Будучи в Лувре, я не смог испытать аналогичное ощущение: возле Венеры Милосской стояла огромная толпа и это, увы, мешало восприятию. Но буквально через несколько минут мне неожиданно довелось пережить такое же чувство возле «Прекрасной Ферроньеры» Леонардо да Винчи: в первый момент мне показалось, что холст меньше рамы и промежуток между ним и нижней частью рамы закрыт доской – но тут же я осознал, что это, конечно, не так: просто Леонардо столь мастерски изобразил деревянный подоконник…
Отец очень любил Notre-Dame. «Notre-Dame de Paris. Впечатление трудно описать словами» – так он написал в дневнике о своем первом визите в Notre-Dame. Сущая правда! Иначе и не скажешь… А впоследствии, уже бывая в Париже регулярно, он однажды с улыбкой сказал, что полностью разделяет мнение Генриха IV: «Париж стоит обедни» – стоит поехать в Париж для того, чтобы пойти на мессу в Notre-Dame…
В свой первый визит в Париж отец очень полюбил церковь Sacré-Cæur. Он жил в тот приезд неподалеку, на Монмартре – и постоянно бывал в этой замечательной церкви. Вернувшись, он много рассказывал мне о ней, показывал фотографии – и однажды сказал, что когда я приеду в Париж, я сразу же должен буду пойти в Sacré-Cæur – в память о нем. Чувствовалось, что отец уверен в том, что я впервые окажусь в Париже уже после его смерти – и, увы, так оно и вышло. И, действительно – первое, что мы увидели в Париже, была именно Sacré-Cæur – из аэропорта мы добирались на метро и сразу же, как поезд выехал из туннеля на поверхность, открылся вид на Монмартр и эту ослепительно белую церковь…
А еще с Sacrй-Cњur связано одно мое детское воспоминание. В пору моего раннего детства мы с родителями часто бывали у Елены Александровны Яновской (отец упоминает ее в своих эссе и в дневнике). Елена Александровна жила на Арбате, в Большом Власьевском переулке, и мы обычно шли к ней от метро по Сивцеву Вражку. Как-то мы пришли к Елене Александровне в то время, когда у нее гостила ее давняя подруга из Парижа – Жинет Мелен-Фокон. Разговор, естественно, зашел о Париже, говорили о многом, и, конечно, многократно упоминали Sacré-Cæur. А я, как это бывает с детьми, всё на свете перепутал: в Сивцевом Вражке есть сталинский дом с башенкой, увенчанной куполом – я решил, что это и есть Sacré-Cæur и в следующий раз по дороге к Елене Александровне спросил у родителей: «А мы пойдем мимо Sacré-Cæur?» Они рассмеялись, и отец сказал: «Нет, ты перепутал – Sacré-Cæur в Париже». В тот момент я испытал жгучую обиду: Sacrй-Cњur в Париже – значит, я ее никогда не увижу!

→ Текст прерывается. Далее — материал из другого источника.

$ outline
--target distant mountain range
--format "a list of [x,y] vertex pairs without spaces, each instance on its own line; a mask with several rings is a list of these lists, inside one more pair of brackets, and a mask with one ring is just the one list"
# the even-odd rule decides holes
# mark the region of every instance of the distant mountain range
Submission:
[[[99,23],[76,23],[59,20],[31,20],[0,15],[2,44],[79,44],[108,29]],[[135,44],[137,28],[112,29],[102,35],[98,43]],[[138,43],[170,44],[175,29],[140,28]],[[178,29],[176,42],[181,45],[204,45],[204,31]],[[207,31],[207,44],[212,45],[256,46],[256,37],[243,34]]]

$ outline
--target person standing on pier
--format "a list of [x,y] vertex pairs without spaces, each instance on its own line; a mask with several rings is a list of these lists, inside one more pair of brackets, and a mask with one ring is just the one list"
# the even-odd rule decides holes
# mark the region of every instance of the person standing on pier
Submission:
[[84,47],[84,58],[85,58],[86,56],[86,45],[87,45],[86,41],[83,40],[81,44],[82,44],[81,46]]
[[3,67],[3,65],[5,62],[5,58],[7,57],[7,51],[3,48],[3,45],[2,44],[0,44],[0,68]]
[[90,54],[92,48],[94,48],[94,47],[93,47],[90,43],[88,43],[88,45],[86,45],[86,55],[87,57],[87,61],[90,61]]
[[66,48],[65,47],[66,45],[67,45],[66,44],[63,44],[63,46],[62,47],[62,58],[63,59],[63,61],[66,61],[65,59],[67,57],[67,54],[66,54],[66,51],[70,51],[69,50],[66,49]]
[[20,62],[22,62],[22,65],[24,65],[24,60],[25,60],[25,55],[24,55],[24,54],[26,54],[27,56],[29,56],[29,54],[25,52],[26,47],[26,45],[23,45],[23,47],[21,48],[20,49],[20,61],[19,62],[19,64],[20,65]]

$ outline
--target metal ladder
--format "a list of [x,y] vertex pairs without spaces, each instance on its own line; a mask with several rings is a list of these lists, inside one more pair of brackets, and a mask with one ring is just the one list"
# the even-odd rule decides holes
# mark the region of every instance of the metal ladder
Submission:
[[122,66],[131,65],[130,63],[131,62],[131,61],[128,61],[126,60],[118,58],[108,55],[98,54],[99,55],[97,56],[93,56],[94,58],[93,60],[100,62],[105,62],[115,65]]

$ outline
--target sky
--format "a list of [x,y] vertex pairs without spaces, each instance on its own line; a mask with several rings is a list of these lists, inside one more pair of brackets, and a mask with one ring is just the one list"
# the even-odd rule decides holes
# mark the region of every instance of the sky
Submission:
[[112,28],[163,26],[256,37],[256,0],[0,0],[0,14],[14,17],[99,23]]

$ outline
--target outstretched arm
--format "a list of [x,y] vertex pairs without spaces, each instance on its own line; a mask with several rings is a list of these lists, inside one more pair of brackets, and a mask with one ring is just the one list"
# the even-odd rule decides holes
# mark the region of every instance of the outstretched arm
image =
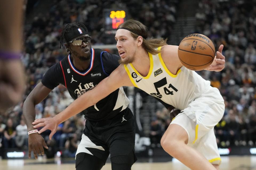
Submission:
[[44,126],[39,131],[39,134],[47,129],[51,130],[49,136],[49,138],[51,139],[60,124],[93,105],[119,87],[132,86],[123,66],[120,65],[94,88],[82,95],[53,117],[35,120],[32,124],[36,125],[33,127]]

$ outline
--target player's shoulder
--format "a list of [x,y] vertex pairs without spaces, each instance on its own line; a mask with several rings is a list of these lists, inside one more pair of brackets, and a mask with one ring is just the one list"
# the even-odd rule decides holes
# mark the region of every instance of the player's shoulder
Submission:
[[177,45],[166,45],[162,46],[161,48],[161,55],[177,54],[178,48],[179,46]]

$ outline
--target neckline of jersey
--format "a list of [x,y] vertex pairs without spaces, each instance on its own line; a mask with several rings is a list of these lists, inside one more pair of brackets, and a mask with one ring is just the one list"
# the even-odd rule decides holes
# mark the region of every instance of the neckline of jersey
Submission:
[[148,53],[149,56],[149,60],[150,61],[150,67],[149,68],[149,73],[148,73],[147,75],[147,76],[146,77],[143,77],[141,75],[141,74],[139,74],[139,73],[137,71],[137,70],[135,69],[135,68],[134,68],[132,64],[131,63],[130,63],[131,67],[133,69],[133,70],[135,72],[137,73],[137,74],[141,77],[142,78],[146,79],[147,79],[149,78],[149,77],[150,76],[150,75],[151,75],[151,73],[152,73],[152,71],[153,70],[153,65],[154,65],[154,62],[153,60],[153,56],[152,56],[152,54],[148,52]]
[[84,73],[82,73],[79,71],[75,68],[75,67],[73,65],[73,63],[72,63],[72,61],[70,57],[70,54],[69,55],[68,58],[69,65],[70,65],[70,67],[73,71],[79,75],[85,76],[89,73],[91,70],[93,66],[93,61],[94,60],[94,49],[92,48],[91,49],[91,61],[90,63],[90,67]]

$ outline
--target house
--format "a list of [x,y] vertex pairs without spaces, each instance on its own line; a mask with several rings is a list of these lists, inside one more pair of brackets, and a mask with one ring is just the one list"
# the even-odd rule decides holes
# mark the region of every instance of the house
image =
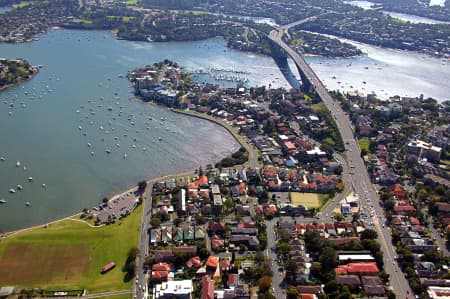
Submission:
[[350,262],[374,262],[374,257],[370,252],[358,252],[358,251],[339,251],[338,252],[339,264],[347,264]]
[[428,287],[427,294],[430,299],[447,299],[450,297],[450,287]]
[[427,159],[431,162],[438,162],[441,158],[442,148],[421,140],[408,143],[408,154],[416,155],[419,159]]
[[172,250],[153,250],[155,263],[168,262],[173,258]]
[[223,234],[225,233],[225,224],[221,222],[211,222],[208,230],[210,234]]
[[200,257],[198,257],[198,256],[191,257],[191,258],[186,262],[186,266],[187,266],[188,268],[192,268],[192,267],[194,267],[194,268],[196,268],[196,269],[200,268],[200,267],[202,266],[202,263],[201,263],[201,261],[200,261]]
[[375,262],[371,262],[340,265],[335,269],[335,272],[336,274],[376,275],[380,272],[380,270]]
[[191,299],[194,291],[192,280],[172,280],[153,288],[154,299]]
[[416,209],[411,206],[411,205],[396,205],[394,207],[394,212],[398,215],[403,215],[403,216],[412,216],[414,214],[414,212],[416,211]]
[[338,284],[347,285],[351,288],[359,288],[361,286],[358,275],[338,275],[336,276],[336,281]]
[[231,235],[230,244],[234,244],[235,246],[244,244],[249,249],[256,249],[259,246],[259,240],[256,236]]
[[207,270],[216,271],[217,266],[219,266],[219,257],[211,255],[208,257],[205,266]]
[[369,296],[383,296],[386,293],[384,284],[378,276],[362,276],[361,284]]
[[214,299],[214,280],[211,280],[208,275],[202,278],[201,299]]

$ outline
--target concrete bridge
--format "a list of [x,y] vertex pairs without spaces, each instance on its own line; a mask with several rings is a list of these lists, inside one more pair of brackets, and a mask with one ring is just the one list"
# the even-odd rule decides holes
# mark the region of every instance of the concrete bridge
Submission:
[[287,59],[288,56],[291,57],[300,73],[302,80],[301,89],[306,92],[314,90],[328,110],[330,110],[344,141],[345,152],[343,154],[346,163],[352,170],[350,178],[348,178],[349,182],[346,183],[350,183],[354,192],[359,195],[361,207],[365,209],[370,208],[374,211],[374,229],[378,233],[378,241],[383,251],[384,269],[390,275],[390,283],[395,290],[397,298],[408,299],[412,292],[396,262],[396,252],[392,246],[391,234],[384,225],[386,218],[378,204],[378,194],[372,186],[366,166],[360,156],[361,151],[353,135],[350,119],[342,110],[340,104],[328,93],[328,90],[306,62],[303,55],[293,50],[283,41],[283,36],[287,34],[289,28],[311,21],[312,18],[314,17],[272,30],[268,37],[272,41],[273,54],[275,58]]

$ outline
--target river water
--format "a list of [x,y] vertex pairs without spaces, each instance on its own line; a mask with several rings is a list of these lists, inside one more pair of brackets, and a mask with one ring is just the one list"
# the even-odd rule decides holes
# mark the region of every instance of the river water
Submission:
[[[339,39],[358,47],[366,55],[346,59],[308,57],[328,89],[373,92],[380,99],[420,94],[440,102],[450,99],[450,61]],[[291,69],[294,69],[292,64]]]
[[[372,6],[374,4],[376,4],[376,2],[370,2],[370,1],[365,1],[365,0],[356,0],[356,1],[344,1],[344,3],[347,4],[351,4],[354,6],[358,6],[361,7],[363,9],[372,9]],[[440,5],[443,6],[443,3],[439,2],[439,1],[435,1],[435,2],[430,2],[430,5]],[[450,22],[445,22],[445,21],[439,21],[439,20],[434,20],[434,19],[430,19],[430,18],[425,18],[425,17],[420,17],[420,16],[415,16],[415,15],[410,15],[410,14],[405,14],[405,13],[398,13],[398,12],[393,12],[393,11],[386,11],[386,10],[382,10],[383,13],[390,15],[393,18],[399,19],[399,20],[403,20],[403,21],[408,21],[411,23],[424,23],[424,24],[450,24]]]
[[141,179],[239,148],[217,125],[132,99],[128,70],[168,58],[190,69],[245,67],[252,84],[268,84],[266,72],[282,77],[271,58],[230,51],[221,39],[150,44],[58,30],[30,44],[1,44],[0,53],[43,65],[31,81],[0,92],[1,231],[73,214]]
[[[448,65],[363,47],[369,55],[362,58],[308,60],[329,87],[367,80],[368,88],[390,94],[448,97]],[[8,201],[0,205],[1,231],[73,214],[139,180],[206,165],[239,147],[217,125],[134,99],[128,70],[168,58],[191,71],[245,70],[247,85],[288,87],[270,57],[227,49],[222,39],[140,43],[109,32],[57,30],[29,44],[1,44],[0,53],[43,66],[31,81],[0,92],[0,197]]]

Вот что такое советское время! В ту пору мне было года четыре, не больше (Елена Александровна умерла осенью 1985 года, когда мне исполнилось пять лет), но я уже хорошо понимал, что такое «железный занавес» и осознавал, что у советского человека нет шансов увидеть заграничные достопримечательности…
Вернувшись из Парижа, отец постоянно вспоминал этот дивный город. В один прекрасный момент он, шутя, стал изображать француза, волей судьбы оказавшегося в России и очень тоскующего по родине. Рассказывая о Париже, он неизменно ностальгически произносил: «У нас там…»
Надо сказать, что шутки имеют обыкновение сбываться: однажды, уже много лет спустя, отец, вернувшись с приема во французском посольстве, с восторгом рассказал услышанную там легенду: отец Георгий так хорошо говорит по-французски, потому что его мама – француженка…
Вскоре после возвращения из Парижа отец шел по коридору ИнЯза, держа в руках металлическую коробку с чаем – он привез ее в подарок коллеге. Нынче такой чай можно купить в любом магазине, а в конце 1980-х это была редкость. Такая диковинка, конечно, не могла остаться без внимания – и дама, шедшая навстречу отцу по коридору, бросилась к нему с возгласом: «Где вы это купили?!» – «У метро». – «У какого метро? У нашего?» – «Jules Joffrin», – невозмутимо ответил отец…
Летом 1988 года отец всерьез опасался, что больше никогда не попадет в Париж. Слава Богу, эти опасения не сбылись, и в девяностые годы он стал бывать в Париже регулярно. Второй раз он поехал туда в 1992 году – тогда он остановился в Медоне, у отцов-иезуитов, с которыми очень дружил.